In this NERI Blog, Dr Tom McDonnell, NERI Co-director looks beyond the current crisis to discuss some of the principles that should guide economic policy into the 2020s, whether in the Republic of Ireland, Northern Ireland, or further afield.
The world economy is suffering through its deepest recessions in decades. Even so there is potential for a strong recovery in 2021 should the virus be contained and the right policies taken at national and international levels.

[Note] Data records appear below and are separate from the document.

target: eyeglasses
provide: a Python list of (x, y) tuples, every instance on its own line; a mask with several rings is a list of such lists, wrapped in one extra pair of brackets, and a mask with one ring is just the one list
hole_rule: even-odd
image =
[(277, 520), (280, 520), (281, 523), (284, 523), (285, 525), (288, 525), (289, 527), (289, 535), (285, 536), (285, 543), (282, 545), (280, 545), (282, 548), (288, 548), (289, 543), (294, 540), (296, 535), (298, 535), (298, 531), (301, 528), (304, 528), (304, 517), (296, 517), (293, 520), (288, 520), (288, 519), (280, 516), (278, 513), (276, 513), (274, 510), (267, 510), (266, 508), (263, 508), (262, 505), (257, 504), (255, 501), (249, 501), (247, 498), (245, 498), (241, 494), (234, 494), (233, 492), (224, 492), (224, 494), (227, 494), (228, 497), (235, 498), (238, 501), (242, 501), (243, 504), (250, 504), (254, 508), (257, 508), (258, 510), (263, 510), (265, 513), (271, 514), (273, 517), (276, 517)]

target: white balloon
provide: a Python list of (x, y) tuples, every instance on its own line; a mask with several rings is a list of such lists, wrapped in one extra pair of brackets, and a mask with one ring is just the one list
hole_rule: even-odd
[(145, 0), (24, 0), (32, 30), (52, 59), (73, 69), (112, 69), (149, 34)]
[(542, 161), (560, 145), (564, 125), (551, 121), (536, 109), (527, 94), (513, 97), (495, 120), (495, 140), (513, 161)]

Thus far the correct approach has been taken in most European countries. Wage subsidy and furlough schemes will help preserve productive capacity while income supports will help preserve demand. Crucially, governments and central banks have expressed willingness to do whatever it takes to rescue their economies.
Looking ahead, governments will need to act as the liquidity and income source of last resort until such time as the economy can fully reopen and then reassume these responsibilities if and when there is a second lockdown.
While the economic context is highly unusual the broad principles of good economic management remain in place.
The newest NERI long-read (which you can find here) looks beyond the current crisis to discuss some of the principles that should guide economic policy into the 2020s, whether in the Republic of Ireland, Northern Ireland, or further afield.
As we move past the support and stimulus stages of the response to Covid-19 we will have to make difficult choices about what to prioritise. My view is that economic policy should focus on the triple bottom line of growth, equity and sustainability. The only truly sustainable form of growth is growth based on knowledge production and diffusion manifesting as productivity gains.
This long-read offers a playbook of principles that can guide us in the direction of inclusive and sustainable growth.
In terms of fiscal policy, and in order to support sustainable growth, the emphasis post 2021 should be on green infrastructure, on significant increases to public R&D and education spending, on public transport, and on expansion of subsidised childcare.
Increased funding for universal basic services, especially housing and healthcare, alongside sufficient levels of social transfers will help ensure that the economic recovery and future development is more inclusive. This applies to both economies on the island.
On the other hand, there is little merit in further narrowing the revenue basis over the medium-term. Rather, there is a strong case for increasing revenue from taxes on wealth, on property, on passive income and on employer social insurance. In any event, worsening demographic conditions will require a fundamental overhaul of social insurance systems.
Ultimately, sustainable and inclusive development will only happen if we make the right choices.